Agent-guided AI-powered interpretation and reporting of nerve conduction studies and EMG (INSPIRE)

Objective: We aimed to create a tool for electrophysiologist enhancing and standardizing interpretation of neuromuscular electrodiagnostic tests (EDX) using state of the art generative AI technology. Methods: We developed three model frameworks for interpreting and reporting EDX: (1) Base-LLM (large language model), employing one-shot inference; (2) INSPIRE (Agent-Guided AI-Powered Interpretation and Reporting of Nerve Conduction Studies and EMG), a multi-agent AI framework; and (3) INSPIRE-Lite, a cost-efficient version of INSPIRE. INSPIRE uses three agents integrating tools to read reference tables and long-context clinical neuromuscular textbook. Performance was evaluated using the AI-Generated EMG Report Score (AIGERS), a scoring system we developed.

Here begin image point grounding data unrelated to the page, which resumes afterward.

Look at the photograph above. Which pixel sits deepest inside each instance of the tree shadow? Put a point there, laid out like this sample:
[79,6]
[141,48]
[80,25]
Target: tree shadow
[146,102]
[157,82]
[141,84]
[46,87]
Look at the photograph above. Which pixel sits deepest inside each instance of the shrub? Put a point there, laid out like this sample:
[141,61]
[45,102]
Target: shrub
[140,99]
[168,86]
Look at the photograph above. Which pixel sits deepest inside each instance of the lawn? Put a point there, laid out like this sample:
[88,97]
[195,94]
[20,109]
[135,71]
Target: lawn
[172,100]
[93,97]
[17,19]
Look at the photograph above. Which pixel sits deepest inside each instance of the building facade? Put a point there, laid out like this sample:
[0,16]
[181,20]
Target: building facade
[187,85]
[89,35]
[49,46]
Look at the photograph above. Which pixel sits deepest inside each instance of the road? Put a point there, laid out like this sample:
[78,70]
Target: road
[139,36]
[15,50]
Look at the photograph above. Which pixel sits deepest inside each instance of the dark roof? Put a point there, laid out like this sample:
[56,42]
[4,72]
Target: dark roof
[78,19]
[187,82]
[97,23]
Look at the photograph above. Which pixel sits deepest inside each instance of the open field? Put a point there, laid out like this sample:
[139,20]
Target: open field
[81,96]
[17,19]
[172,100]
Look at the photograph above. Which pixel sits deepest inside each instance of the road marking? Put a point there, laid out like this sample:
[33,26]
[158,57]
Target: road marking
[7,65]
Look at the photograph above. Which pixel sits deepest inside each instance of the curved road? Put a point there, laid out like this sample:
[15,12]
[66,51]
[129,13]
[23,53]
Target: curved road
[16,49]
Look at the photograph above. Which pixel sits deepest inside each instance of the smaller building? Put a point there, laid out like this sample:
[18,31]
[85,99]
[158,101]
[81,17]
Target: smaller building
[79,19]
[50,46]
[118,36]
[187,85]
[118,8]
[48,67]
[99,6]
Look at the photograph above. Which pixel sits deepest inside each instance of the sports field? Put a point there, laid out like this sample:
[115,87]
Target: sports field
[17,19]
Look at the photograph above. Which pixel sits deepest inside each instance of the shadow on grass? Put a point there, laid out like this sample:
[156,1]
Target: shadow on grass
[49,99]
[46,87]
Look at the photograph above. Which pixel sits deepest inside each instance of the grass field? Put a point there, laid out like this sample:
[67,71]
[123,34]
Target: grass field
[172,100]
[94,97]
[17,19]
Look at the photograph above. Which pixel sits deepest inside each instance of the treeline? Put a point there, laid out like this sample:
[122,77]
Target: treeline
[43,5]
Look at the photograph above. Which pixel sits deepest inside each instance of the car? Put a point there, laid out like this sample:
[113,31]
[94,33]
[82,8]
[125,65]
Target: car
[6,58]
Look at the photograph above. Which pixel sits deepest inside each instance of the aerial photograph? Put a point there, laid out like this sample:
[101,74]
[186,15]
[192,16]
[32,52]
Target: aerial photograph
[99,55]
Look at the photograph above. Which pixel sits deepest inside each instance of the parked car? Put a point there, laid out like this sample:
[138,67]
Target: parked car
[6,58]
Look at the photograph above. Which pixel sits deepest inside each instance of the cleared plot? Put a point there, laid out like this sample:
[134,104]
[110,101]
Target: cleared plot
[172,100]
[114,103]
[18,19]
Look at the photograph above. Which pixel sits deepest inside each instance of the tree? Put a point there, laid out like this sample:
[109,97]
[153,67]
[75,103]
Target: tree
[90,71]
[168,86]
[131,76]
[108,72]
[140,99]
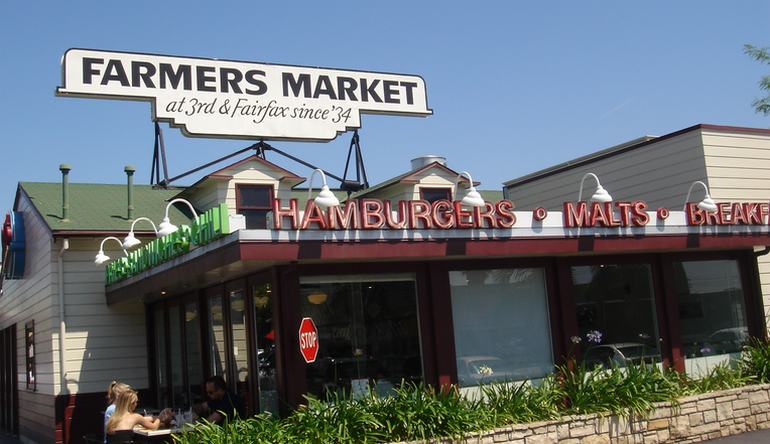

Results: INSPIRE achieved an accuracy of 92.2 % for detecting normal versus abnormal tests, significantly outperforming the Base-LLM model, which achieved 62.6 % (p < 0.001). INSPIRE demonstrated significantly higher AIGERS scores overall and across the domains of finding, clinical diagnosis, and semantic concordance (p < 0.001). INSPIRE-Lite scored lower than INSPIRE in finding and clinical diagnosis (p = 0.001 and p = 0.004). Conclusion: Our model integrates variables like patient medical history, current complaints, and EDX findings to manage and interpret EMG. Demonstrating superior performance while addressing hallucinations, data overload, and aiding prioritization and standardization. Significance: This model enables comprehensive analysis by integrating diverse clinical variables, enhancing diagnostic accuracy and efficiency of EDX reports.